[ClusterLabs] Making xt_cluster IP load-sharing work with IPv6 (Was: Concept of a Shared ipaddress/resource for generic applicatons)[

Thu Jan 2 15:52:09 EST 2020

On 27/12/19 15:04 +0100, Valentin Vidić wrote:
> On Wed, Dec 04, 2019 at 02:44:49PM +0100, Jan Pokorný wrote:
>> For the record, based on my feedback, iptables-extensions man page is
>> headed to (finally) align with the actual in-kernel deprecation
>> message:
>> https://lore.kernel.org/netfilter-devel/20191204130921.2914-1-phil@nwl.cc/
> 
> From a quick run of xt_cluster it seems to be working as expected
> for IPv4

FTR. when having "netfilter"/nftables backend available, you can either
make use of iptables-translate conversion utility, or deduce a similar
takeaway from 
https://git.netfilter.org/iptables/tree/extensions/libxt_cluster.txlate?h=v1.8.4
possibly allowing to ditch any dependency on iptables-* tooling, and on
xt_cluster.ko just as well!

As mentioned in a newer incarnation asking about xt_cluster:
https://lists.clusterlabs.org/pipermail/users/2020-January/026718.html

for the envisioned agent, it would be a way to (optionally) allow for
a rather lightweight operation in the future (where iptables may not
get installed by default with some Linux distros at all; well, even
firewalld-as-a-middleware variant controlled just via DBus calls might
be thinkable, meaning that "nft" tool wouldn't be required, too).

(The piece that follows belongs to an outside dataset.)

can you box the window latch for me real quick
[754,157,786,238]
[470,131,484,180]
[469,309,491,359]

> It requires iptables rules and ARP reply rewrite like:
> 
> arptables -A OUTPUT -o eth1 --h-length 6 -j mangle --mangle-mac-s 01:00:5e:00:01:01

pardon my ignorance but you currently appear to be the greatest expert
with practical experience on this list regarding the topic.

* * *

1. Is this based solely on experience with xt_cluster extension that
   led you to this ARP-level rewrite unique to using netfilter backend,
   or would the same actually be needed with true CLUSTERIP target?

Actually, I took a look at the code of CLUSTERIP extension, and it in
fact is used to do the very same ARP level mangling, even though, it is
slightly more precise, akin to (with stray in-line comments):

  arptables -A OUTPUT \
    --h-type 1 \  # Ethernet
    --proto-type 0x800 \  # IPv4
    --h-length 6 \  # perhaps redundant to --h-type?
    \ # cannot express limitation on the size of network address
    \ # but that would perhaps be redundant to --proto-type
    --opcode 2 \  # this time for Reply
    -j mangle --mangle-mac-s CLUSTERMAC

  # see also
  # https://git.kernel.org/pub/scm/linux/kernel/git/torvalds/linux.git/commit/?id=4095ebf1e641b0f37ee1cd04c903bb85cf4ed25b
  arptables -A OUTPUT \
    --h-type 1 \  # Ethernet
    --proto-type 0x800 \  # IPv4
    --h-length 6 \  # perhaps redundant to --h-type?
    \ # cannot express limitation on the size of network address
    \ # but that would perhaps be redundant to --proto-type
    --opcode 1 \  # this time for Request
    -j mangle --mangle-mac-s CLUSTERMAC

What you've used appears to be akin to what this chunk of manpage
suggests (amongst others):
https://git.netfilter.org/iptables/tree/extensions/libxt_cluster.man

which is (yet another) indicator to me that xt_cluster extension
doesn't carry that functionality on its own (like CLUSTERIP target
did, as mentioned).

*
* Anyway, I'd like to understand why is this necessary in the first
* place, getting to my second question.
*

2. Is the following, for me viable explanation correct?

That arrangement is to prevent here unexpectedly leaky specific
associations (I'd call "fixations") of the interface's true (hence
non-multicast) MAC address with meant-to-be-shared IP address at hand,
and hence cancelling the effect of link-multicasted frames (to which
at most a single recipient would respond per the firewall matching
rules), and therefore botching the "shared IP" concept altogether from
the perspective of network members that would undesirably learn
non-multicast address association for the particular
meant-to-be-shared IP leaked like this.

*
* But it doesn't explain the suggested destination MAC renormalization
* on INPUT, which is currently yet to be heard of for our purpose...
*

3. Is, perhaps, the following plausible explanations sound?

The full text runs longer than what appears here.